Cette fin de semaine, j’ai été à Ile Soniq. Ça a été l’occasion de découvrir plein d’artistes en live comme Ben Böhmer, DJ Snake, Space 92 x Popof Turbulences, Lily Palmer et Jessica Audiffred ; et de redécouvrir des artistes que j’avais déjà vus. C’est le cas de Vladimir Cauchemar, que j’ai vu à deux reprises et de Paul Kalkbrenner que j’avais eu la chance de voir il y a quelques années. J’ai aimé prendre part à ce festival qui m’a offert l’opportunité de voir les différences culturelles des scènes rave européennes et nord-américaines. Et c’est sur cela que nous allons nous attarder aujourd’hui.

Avant de se lancer, il convient de définir ce qu’est cette culture. Née dans les sous-sols des années 80, la culture rave vient avant tout d’un mouvement underground de rébellion contre les normes sociales. Associée communément à l’expérimentation de drogues, la rave est avant tout une culture musicale et sociale centrée autour de la musique électronique. Cette dernière valorise l’expression de soi, l’innovation artistique et le sens de communauté.

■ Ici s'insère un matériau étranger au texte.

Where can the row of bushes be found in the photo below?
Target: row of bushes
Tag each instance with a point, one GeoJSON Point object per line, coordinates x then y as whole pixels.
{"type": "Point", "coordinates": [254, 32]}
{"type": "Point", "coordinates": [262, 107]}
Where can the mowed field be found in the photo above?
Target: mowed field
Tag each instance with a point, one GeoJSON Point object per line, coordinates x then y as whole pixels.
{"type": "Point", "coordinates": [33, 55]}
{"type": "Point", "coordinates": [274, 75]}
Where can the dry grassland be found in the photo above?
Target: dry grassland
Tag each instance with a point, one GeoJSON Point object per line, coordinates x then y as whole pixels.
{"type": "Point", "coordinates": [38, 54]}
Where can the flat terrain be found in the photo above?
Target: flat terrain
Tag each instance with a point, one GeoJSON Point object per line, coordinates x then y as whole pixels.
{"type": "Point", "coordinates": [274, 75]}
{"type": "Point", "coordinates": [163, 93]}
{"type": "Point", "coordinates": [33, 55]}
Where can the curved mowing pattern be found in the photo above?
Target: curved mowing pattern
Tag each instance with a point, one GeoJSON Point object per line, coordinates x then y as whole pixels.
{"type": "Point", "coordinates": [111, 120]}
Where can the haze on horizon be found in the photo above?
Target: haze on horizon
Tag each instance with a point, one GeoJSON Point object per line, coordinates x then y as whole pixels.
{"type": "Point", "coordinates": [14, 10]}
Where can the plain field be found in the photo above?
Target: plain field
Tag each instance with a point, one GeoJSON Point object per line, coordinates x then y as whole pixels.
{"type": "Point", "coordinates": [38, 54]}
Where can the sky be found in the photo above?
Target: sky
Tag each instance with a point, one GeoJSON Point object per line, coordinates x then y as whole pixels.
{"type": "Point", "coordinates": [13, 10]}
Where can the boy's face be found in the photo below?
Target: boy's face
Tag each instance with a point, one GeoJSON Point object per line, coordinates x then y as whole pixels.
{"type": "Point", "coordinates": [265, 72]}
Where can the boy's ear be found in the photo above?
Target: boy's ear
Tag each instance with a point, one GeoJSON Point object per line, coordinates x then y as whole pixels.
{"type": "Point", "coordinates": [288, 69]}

Ayant découvert cette scène en Europe, à travers les sous-genres de la techno et de la house, je pensais connaître certaines choses à l’EDM mais Ile Soniq a balayé tout ça. De ce que j’en connaissais, c’était une culture de niche, rassemblant les gens qui savaient où chercher. Certaines salles étaient connues pour leurs programmations riches, mais cela restait une culture minoritaire. La famille house, plus populaire que celle de la techno, a aujourd’hui un grand public. Les évènements dits rave -les raves en tant qu’évènements ne sont pas définis comme la rave culture- restent excentrés des villes et la plupart des adeptes sont très lowkey à leurs propos. Cependant, de plus en plus d’évènements à tendance techno se manifestent ces dernières années, ce qui divise le public. Les genres les plus populaires en France, la drum and bass et la hard techno ne plaisent pas vraiment aux puristes. Considérant ces courants trop accessibles, ils les boycottent et cherchent des sonorités encore inconnues, sans les partager. L’ayant déjà écrit dans un autre article, je trouve que cette tendance au gatekeep n’a pas vraiment de sens puisqu’elle décrédibilise la scène, mais ce n’est pas le propos.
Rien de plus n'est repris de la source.